What About Balding
Most people don’t like it when they begin losing hair. There are hundreds of products out there that promise to bring your hair back. You need to be careful and choose what will work best for you.
Eighty percent of men and fifty percent of women experience hair loss in some way. Some people will lose their hair slowly, while others can lose whole patches of hair overnight. Some people have hair that grows back, while others hair never grows back.
Those who have permanent hair loss often want permanent solutions to their problem. One of the solutions is hair transplants, a solution that can help many people. If you are balding, it can definitely be a solution that you should look into.
This article will help you to learn more about balding and some other solutions for you. It can help answer some questions that you might have. You can also do more research to find the answers that you are seeking.
Truths About Hair Loss
1. Genetics Only Plays a Small Part – While most people want to blame genetics for balding, this only plays a small part in most cases. Male and female pattern baldness is one condition that can be blamed on heredity. See here to learn more. This affects about twenty percent of all cases of hair loss.
Other forms of baldness, also called alopecia, genes will play only a small part. This is because most baldness requires both parents to carry the baldness genes. Even if you have an identical twin that loses their hair, you could retain all of yours.
2. It Can Happen at All Ages – Hair loss can happen at any age, not just as you grow older. Even children can lose their hair. Many people have experienced balding before they graduate high school.
Male pattern baldness often affects men in their thirties and forties, while female pattern baldness affects women during menopause. There are other forms of alopecia that can affect people at different times in their lives. There is no typical age to lose your hair.
3. It Can Affect Any Part of Your Body – It doesn’t just affect the hair on your head, you can lose hair from any part of your body. With alopecia universalis you can lose it from your head to your toes. This can include your eyebrows, eyelashes, legs, and even your privates.
It often begins at the head and then works its way to other parts of the body. It can fall out in one place and grow back, then fall out in another area. It all depends on your unique makeup.
4. There is a Link Between Alopecia and Autoimmune Diseases – With autoimmune diseases, including rheumatoid arthritis, your immune system will mistake your healthy tissues as foreign bodies that need to be removed. If you have alopecia areata, the immune system will attack your hair follicles causing your hair to fall out: https://www.pfizer.com/disease-and-conditions/alopecia-areata. If you have any autoimmune disease, it can lead to alopecia.
5. Many Treatments Target Inflammation – When your immune system discovers a threat, it sends disease fighting cells to the area which kicks off inflammatory process that works its way towards healing. If you have alopecia areata, your immune cells will attack your hair follicles. This leaves uncontrolled inflammation behind.
There are many treatments that can be used to treat inflammation. One of the treatments is hydroxychloroquine, which is also a treatment for Covid. This treatment will calm down the inflammation.
6. It is Easier to Slow it Down than it is to Promote Regrowth – No matter which type of alopecia you have, it is easier to slow down hair loss than it is to promote regrowth. If you are not completely bald, you should be able to keep some of your hair. With some types of alopecia, it will scar your scalp, so you need to start treatment as soon as possible.
7. There is Only One Treatment Approved by the FDA – There is only one treatment that is approved by the FDA at this time. It is a Janus kinase inhibitor, or JAK inhibitor. There is a study that shows that nearly a third of the patients who used Olumiant daily grew back about eighty percent of their hair.
8. One Type of Alopecia is Sweeping the World – FFA, or frontal fibrosing alopecia, is affecting large numbers of Caucasian women. This is a form that is irreversible that begins as a receding hairline, but then works its way to eyebrows and eyelashes. This began in Australia but has since affected every country across the world and no one knows why.
9. Your Hairstyle Can Affect Loss – There is a form of hair loss called CCCA, or central centrifugal cicatricial alopecia, that will annihilate hair follicles and then replace them with scar tissue.
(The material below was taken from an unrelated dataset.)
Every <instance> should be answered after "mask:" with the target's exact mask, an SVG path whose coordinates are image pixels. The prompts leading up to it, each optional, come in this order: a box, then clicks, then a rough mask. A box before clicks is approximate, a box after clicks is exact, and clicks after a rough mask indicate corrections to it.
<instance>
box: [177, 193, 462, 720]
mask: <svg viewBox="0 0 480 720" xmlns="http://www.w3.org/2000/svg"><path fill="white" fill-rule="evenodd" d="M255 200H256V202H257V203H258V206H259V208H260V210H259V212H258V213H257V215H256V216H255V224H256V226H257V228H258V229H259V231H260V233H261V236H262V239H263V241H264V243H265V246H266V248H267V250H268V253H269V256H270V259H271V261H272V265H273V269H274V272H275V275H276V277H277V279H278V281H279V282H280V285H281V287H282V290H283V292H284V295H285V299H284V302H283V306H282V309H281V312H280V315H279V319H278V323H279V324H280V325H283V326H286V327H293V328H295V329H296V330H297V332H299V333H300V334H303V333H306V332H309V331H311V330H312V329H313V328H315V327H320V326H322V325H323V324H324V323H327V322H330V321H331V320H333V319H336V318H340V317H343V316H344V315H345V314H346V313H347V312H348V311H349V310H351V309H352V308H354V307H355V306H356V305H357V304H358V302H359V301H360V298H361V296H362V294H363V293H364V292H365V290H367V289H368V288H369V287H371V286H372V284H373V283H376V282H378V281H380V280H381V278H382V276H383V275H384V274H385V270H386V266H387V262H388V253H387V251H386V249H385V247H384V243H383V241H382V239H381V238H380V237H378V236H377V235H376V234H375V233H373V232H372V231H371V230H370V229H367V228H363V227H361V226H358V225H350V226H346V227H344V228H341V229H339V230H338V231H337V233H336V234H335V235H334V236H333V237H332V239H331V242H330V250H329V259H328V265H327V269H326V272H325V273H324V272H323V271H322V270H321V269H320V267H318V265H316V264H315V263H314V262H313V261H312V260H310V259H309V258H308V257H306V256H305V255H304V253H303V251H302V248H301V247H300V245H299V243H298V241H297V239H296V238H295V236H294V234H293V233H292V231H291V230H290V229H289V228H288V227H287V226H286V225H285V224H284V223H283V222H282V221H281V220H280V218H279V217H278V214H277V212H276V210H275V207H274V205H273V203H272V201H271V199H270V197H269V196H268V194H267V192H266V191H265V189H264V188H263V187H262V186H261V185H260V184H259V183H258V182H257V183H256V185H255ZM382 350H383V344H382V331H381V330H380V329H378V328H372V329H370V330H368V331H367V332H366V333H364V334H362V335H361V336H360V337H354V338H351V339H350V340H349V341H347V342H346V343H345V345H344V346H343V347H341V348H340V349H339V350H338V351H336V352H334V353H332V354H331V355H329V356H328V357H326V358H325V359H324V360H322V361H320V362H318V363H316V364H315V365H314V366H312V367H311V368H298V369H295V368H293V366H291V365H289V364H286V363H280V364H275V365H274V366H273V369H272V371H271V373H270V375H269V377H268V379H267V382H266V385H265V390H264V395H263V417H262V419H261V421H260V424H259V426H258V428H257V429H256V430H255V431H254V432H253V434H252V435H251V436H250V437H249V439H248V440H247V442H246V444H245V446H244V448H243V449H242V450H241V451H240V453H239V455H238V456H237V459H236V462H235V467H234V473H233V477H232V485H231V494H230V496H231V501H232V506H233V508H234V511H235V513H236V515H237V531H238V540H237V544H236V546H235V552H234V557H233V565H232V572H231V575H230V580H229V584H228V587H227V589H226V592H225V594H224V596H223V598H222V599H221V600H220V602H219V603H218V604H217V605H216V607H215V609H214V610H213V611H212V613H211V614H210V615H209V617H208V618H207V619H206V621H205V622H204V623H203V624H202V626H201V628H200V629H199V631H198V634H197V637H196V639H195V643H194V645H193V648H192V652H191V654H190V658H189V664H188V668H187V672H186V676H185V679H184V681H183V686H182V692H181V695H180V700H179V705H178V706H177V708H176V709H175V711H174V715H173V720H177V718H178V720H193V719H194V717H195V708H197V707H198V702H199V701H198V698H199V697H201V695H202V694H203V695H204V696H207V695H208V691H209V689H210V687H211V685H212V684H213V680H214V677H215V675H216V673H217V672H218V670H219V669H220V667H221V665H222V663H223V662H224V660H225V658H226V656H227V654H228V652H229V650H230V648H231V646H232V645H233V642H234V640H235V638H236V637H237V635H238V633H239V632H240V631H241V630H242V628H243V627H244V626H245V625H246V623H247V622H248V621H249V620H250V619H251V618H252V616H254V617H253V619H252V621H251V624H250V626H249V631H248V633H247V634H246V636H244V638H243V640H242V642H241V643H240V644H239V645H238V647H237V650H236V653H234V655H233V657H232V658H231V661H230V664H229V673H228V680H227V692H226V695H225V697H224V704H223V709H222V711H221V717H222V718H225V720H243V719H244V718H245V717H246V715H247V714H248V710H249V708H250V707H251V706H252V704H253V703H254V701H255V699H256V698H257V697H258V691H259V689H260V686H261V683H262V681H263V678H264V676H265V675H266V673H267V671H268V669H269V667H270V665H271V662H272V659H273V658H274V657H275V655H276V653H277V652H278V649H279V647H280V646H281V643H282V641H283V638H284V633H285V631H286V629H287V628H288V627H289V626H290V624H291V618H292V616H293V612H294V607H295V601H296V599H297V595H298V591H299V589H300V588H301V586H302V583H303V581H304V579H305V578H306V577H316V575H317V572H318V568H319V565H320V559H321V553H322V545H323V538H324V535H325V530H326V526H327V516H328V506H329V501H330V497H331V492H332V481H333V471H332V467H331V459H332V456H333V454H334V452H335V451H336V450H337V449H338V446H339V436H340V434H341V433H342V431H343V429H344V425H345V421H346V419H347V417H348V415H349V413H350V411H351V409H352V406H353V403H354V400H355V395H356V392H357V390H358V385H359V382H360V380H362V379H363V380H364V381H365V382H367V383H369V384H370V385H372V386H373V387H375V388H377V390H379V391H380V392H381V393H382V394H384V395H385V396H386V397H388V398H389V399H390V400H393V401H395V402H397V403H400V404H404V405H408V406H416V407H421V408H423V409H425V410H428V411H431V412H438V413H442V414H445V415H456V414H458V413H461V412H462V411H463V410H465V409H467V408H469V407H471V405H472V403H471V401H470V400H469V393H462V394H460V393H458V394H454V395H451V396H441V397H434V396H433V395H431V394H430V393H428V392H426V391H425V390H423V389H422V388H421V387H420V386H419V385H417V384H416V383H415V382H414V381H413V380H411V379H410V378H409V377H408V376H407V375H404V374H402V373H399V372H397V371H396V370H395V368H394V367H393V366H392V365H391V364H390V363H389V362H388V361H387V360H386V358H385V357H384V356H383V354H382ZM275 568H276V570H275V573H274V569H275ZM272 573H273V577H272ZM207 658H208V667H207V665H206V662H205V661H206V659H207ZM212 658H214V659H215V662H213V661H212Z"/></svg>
There is not a known cause, but there is a correlation between CCCA and tight hairstyles. Tight hairstyles can lead to inflammation that can cause hair loss.
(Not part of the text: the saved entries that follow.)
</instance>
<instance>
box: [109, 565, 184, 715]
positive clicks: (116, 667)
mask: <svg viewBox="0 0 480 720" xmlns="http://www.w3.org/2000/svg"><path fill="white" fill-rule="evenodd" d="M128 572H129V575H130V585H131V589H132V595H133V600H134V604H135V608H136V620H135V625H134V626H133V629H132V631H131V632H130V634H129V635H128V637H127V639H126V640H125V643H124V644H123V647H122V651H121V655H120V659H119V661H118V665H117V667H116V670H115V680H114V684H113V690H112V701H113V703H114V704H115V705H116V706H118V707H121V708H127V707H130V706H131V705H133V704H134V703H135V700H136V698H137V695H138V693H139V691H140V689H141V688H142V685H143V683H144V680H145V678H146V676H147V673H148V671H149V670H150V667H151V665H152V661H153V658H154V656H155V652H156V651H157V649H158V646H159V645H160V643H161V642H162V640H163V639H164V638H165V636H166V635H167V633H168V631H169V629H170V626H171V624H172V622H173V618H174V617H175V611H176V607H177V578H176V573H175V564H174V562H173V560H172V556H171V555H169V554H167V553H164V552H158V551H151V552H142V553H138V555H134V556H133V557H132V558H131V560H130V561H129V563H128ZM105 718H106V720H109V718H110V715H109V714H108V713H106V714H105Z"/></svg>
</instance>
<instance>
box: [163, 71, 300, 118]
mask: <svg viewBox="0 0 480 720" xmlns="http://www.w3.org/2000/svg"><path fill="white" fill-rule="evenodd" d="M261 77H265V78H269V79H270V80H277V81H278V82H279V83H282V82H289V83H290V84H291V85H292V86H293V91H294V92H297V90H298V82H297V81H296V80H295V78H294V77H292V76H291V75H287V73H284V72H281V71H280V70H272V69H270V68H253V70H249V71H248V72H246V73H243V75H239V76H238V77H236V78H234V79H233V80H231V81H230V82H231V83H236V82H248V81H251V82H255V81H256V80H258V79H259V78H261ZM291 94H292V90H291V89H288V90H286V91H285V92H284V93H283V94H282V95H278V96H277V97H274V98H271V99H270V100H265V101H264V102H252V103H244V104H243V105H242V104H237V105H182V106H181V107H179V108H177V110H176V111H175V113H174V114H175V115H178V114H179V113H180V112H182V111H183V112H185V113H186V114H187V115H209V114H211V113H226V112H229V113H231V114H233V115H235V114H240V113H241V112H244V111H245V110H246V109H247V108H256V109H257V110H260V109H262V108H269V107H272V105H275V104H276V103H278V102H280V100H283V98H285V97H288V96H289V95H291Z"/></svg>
10. Stress Can Affect it, too – Another form of loss is called telogen effluvium and it can be affected by stress. With this type of alopecia, any traumatic event or period of high stress can put hair growth on hold. Hair follicles enter the resting, or telogen, stage and within a couple of months, you will notice more hair loss.
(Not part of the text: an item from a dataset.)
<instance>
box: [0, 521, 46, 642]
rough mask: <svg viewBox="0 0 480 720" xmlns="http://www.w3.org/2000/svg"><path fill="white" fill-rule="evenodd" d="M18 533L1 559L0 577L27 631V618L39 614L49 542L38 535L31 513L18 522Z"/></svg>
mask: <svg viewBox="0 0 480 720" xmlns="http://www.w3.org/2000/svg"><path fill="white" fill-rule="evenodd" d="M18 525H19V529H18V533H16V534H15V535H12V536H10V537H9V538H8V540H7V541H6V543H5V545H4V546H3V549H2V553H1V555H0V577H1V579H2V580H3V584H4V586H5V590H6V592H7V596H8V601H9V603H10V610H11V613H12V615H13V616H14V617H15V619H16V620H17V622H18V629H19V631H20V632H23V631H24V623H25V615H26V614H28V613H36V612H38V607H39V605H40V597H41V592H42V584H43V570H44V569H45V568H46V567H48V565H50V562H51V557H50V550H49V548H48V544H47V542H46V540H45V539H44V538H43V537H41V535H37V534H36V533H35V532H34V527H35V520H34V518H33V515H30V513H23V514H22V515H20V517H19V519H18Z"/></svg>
11. Hope for Alopecia is Rising – Alopecia doesn’t need to define who you are. Hair loss and regrowth affects everyone, just some in more drastic ways than others. There are many treatments that can help with this, and you need to look into them if you are stressing out over loss.
There are some highly visible celebrities such as Jada Pinkett Smith that are coming forward with their alopecia. This is helping others to realize that they are not alone and there are others with the same condition. This helps many people to feel better about hair loss.
Conclusion
There are many things that can cause baldness in people. You can have many types of alopecia that will affect hair growth in different ways. Baldness affects both men and women and can happen at any age.